Mirando atrás con simpatía
Yo tenía un compañero, de entre todos, el mejor; se llamaba José Benito y le llamábamos Tito. Por eso me pasó desapercibido cuando firmaba, en este diario, como José Benito Carlos el recio marcaje que, desde "Cristianos de base", ejerce frente al Arzobispo (LA NUEVA ESPAÑA del 30 de agosto, del 9 de septiembre y del 15 de noviembre). Nadie me invita y nada me incita a terciar en esa contienda arquiespiscopal. Lo que me propongo es remontar medio siglo hasta aquellos años en que Tito y yo estudiábamos juntos, y en los que, juntos, apacentábamos después afanes y desasosiegos en las altas y espaciosas soledades de Berducedo y el Valledor.
Me gustaría aprehender el núcleo original de lo que entonces nos unía (¿o nos separaba ya?). Lo voy a intentar con el procedimiento poco convencional de formularle, tomándolas al vuelo, algunas de las preguntas que flotan en suspensión en la malsana actualidad. "¿Cómo se puede ni siquiera suponer que es progresista un Gobierno que no respeta la división de poderes, promueve la desigualdad ante la ley e incluye en sus filas a fuerzas del más rancio nacionalismo?" ("El País", 11 de diciembre). Contéstale a Cebrián, José Benito, que, aunque no sea arzobispo, no dejará de parecerte extrema su pregunta.
¿Creen los cristianos de base que los conservadores reparten entre los niños caramelos envenenados y que salen de noche a envenenar las fuentes? ¿Creen que toda alma progresista viene al mundo "sine labe originali concepta"? ¿Que la etiqueta de "progresista" limpia, fija y da esplendor a cualquier mercancía a la que se la pongan encima? ¿Es progresista financiar con 165 millones el uso del catalán en la Eurocámara y desentenderse de la ELA invocando falta de recursos? ¿Es progresista que en el Congreso y en el Senado se imponga el catalán y el pinganillo mientras en Cataluña se vigila a los niños para que no hablen español en los recreos?

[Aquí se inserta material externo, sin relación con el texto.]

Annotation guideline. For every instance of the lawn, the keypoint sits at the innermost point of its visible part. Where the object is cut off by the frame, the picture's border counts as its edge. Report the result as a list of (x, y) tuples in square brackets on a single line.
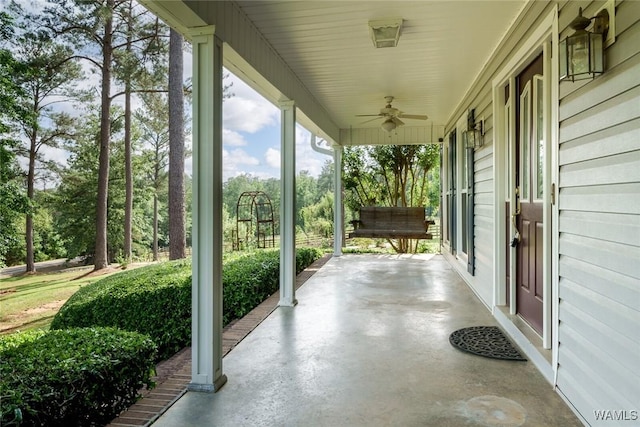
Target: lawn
[(31, 301)]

¿Se redime un tramposo con el simple truco de llamarles a sus trampas "cambios de opinión"? ¿Sería constitucional y benéfica la amnistía si se la hubiera propuesto Feijóo a Junts por 4 votos (dejándole 3 a Puigdemont para que se los administre por donde le convenga después de consultar al farmacéutico)? Al condonarles la deuda contraída al financiar el "procés", ¿no se nos obliga a hacerles de puta y a pagarles la cama? ¿Ser progresista, para el español de a pie, consistiría básicamente en decir que llueve cuando le mean en la oreja? ¿Es progresista convertir a España en un Estado federal con nacionalistas de primera y españoles de tercera?

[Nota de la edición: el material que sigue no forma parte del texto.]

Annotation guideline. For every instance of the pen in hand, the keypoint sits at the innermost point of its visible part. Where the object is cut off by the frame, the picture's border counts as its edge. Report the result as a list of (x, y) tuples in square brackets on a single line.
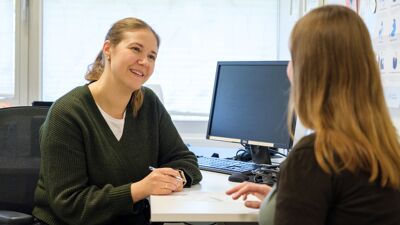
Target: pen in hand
[(178, 178)]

¿Es progresista reconvertir las instituciones de control en cámaras de refrendo, en seudópodos del ejecutivo? ¿Es cristiano promover el aborto y la eutanasia y desentenderse de la natalidad y de los cuidados paliativos? Estas diez preguntas se encierran en dos: ¿Hay que ser de izquierda para ser cristiano, y de extrema izquierda para ser mejor cristiano? ¿Hay que comulgar con ruedas de molino para vivir en gracia de Dios? Haber respondido afirmativamente a más de la mitad del cuestionario es síntoma inequívoco de padecer hiperplasia benigna de la glándula de la fe; dolencia, sin duda, más llevadera que el SDR (síndrome dubitativo recurrente) que sufrimos algunos.
Fuiste testigo en aquellos tiempos augurales de mi renuencia a subir a un tren en el que nos llamaban "izquierdosos", "compañeros de viaje", "tontos útiles". Intuía que el día en que dejáramos de serles útiles nos tendrían solo por tontos. Testigo a mi vez de tu inteligencia y de la sinceridad de tus sentimientos, entenderás que no acabe de entender qué pintáis a estas alturas viajando en compañía tan necia, tan zafia, tan nociva. "Piafan los bárbaros en las anticámaras del poder", avisaba André Glucksmann en el 75. Óscar Puente, Rufián, Sánchez, Otegi... ¿En las anticámaras? No. En el puente de mando. Una coalición que implica "complicidad con organización delictiva, por lo que se podría pedir responsabilidad jurídica, y no solo política, al Gobierno y su presidente". Otra vez Cebrián ("Democracia totalitaria", "El País", 12.12.22).